Unfortunately, they compounded the initial mistake by making others. They blundered when they let Arenas talk to reporters without having a defined message. Arenas lied (or at least stretched the truth) when he told reporters he brought in the guns to get them away from his kids. There was no problem with letting Arenas talk to reporters, but the team should have had a P.R. guy babysitting him to shut down any comments that strayed away from the message the team was already delivering about the incident.

I'm aware that Arenas may have lied to the front office about the nature of the incident. I've had that happen to me -- company executives withhold information or tell me outright untruths. Still, the team should have had a thorough and quick investigation to figure out what happened. Every one of those players who ultimately talked with D.C. police should have been long-since interviewed by a team-hired investigator.

The team should have done something concrete early to demonstrate they were taking the incident seriously. Maybe Arenas should have turned in all his guns back in December. Maybe Arenas should have issued an apology like the one published after he pleaded guilty -- but back in December. Maybe the team should have put Arenas on indefinite suspension right away, or (better) placed him on the inactive list pending the outcome of the investigation. The important thing was to be seen as taking action to address a serious issue. Taking action also would have removed Arenas from the limelight, gotten him away from reporters, and prevented the silliness that finally did result in David Stern stepping in.

And they should have shut down his Twitter account immediately.

The team needed to be aggressive (at least via phone calls and emails to reporters) about correcting mischaracterizations and factual errors. When a reporter gets something wrong, call them up and tell them. With the volume of coverage, it's a big job, but that's why teams have P.R. staff. It won't fix the article that just came out, but there's a chance the reporter will get it right the next time he writes about it.

The team also needed to reach out to fans -- especially season ticket holders -- early and often. Provide updates. Let them know what actions the team is taking. Tell them directly about developments. It's easy to do nowadays with e-mail, Facebook, Twitter, the team’s webpage, text messaging, etc. Plus, whatever message the team puts out gets amplified by mainstream media reporting it.
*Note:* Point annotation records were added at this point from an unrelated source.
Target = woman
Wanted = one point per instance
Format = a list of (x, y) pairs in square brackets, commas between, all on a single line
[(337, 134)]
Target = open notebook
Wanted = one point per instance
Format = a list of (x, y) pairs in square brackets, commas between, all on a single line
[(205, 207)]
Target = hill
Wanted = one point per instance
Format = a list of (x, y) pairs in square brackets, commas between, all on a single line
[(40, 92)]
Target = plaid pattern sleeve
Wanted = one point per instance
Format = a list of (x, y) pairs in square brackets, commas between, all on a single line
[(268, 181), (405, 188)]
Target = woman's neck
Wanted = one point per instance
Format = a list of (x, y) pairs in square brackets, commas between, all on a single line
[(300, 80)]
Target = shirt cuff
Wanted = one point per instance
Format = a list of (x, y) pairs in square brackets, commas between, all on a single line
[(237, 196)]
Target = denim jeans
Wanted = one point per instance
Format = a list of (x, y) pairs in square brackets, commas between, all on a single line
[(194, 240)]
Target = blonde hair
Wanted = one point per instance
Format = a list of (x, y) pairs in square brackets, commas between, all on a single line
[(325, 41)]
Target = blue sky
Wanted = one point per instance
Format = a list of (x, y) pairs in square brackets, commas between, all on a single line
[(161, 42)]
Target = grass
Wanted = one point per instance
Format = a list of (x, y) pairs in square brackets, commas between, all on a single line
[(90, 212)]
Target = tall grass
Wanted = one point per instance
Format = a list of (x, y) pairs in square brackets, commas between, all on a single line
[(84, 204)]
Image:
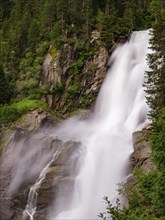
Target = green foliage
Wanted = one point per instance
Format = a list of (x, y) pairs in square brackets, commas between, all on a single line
[(73, 90), (5, 93), (58, 88), (12, 112)]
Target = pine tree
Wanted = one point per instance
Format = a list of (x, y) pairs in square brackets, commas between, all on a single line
[(155, 85)]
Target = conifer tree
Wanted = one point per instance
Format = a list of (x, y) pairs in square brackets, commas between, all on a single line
[(155, 84)]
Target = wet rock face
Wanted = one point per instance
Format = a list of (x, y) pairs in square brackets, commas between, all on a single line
[(59, 75), (141, 156), (24, 157)]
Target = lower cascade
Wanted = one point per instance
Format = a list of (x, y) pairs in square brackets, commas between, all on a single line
[(86, 156), (106, 135)]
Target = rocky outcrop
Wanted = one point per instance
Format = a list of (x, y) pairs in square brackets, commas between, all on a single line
[(71, 81), (141, 156)]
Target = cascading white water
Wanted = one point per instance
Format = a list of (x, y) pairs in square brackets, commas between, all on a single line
[(32, 198), (107, 134)]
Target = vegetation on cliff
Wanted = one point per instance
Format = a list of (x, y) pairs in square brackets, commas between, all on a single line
[(31, 29), (147, 197)]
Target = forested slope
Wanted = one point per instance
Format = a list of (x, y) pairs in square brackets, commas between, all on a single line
[(31, 29)]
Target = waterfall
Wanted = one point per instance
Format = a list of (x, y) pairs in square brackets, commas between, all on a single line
[(32, 198), (120, 110)]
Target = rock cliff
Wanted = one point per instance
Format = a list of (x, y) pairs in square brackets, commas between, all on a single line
[(72, 77)]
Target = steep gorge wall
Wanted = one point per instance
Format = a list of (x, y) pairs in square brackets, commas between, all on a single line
[(72, 78)]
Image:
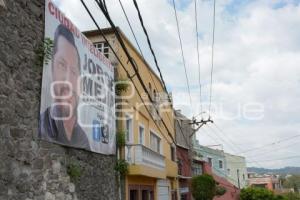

In effect, the team should constantly beat the media to the punch in reporting the latest news on the crisis. Putting out a nothing statement after the fact makes management look slow, stodgy, out of touch, and even a bit dishonest and disingenuous. This doesn’t mean revealing every lurid detail, but the team should be out front every step of the way. Because that’s when the team gets to present developments in the manner most favorable to the team. Once the media gets its teeth into the story, the team is boxed into reactively answering questions. Reporting information before the press has it gives the team the chance to be proactive.

When there's a big incident like this, the battle for public opinion is often shaped by emotion, visuals and grand gestures. Arenas and the Wizards needed to come across as being authentic, having integrity and "doing the right thing." They needed to manage facts and perceptions. By that, I mean that they needed find ways to have the facts presented in the manner most favorable to them.

But, they didn't. And so, instead of looking open, forthright, accountable and responsible they look incompetent, out of touch, foolish and dishonest. They looked like they were trying to hide. They most assuredly did not look like they did the "right thing" at any point in all this.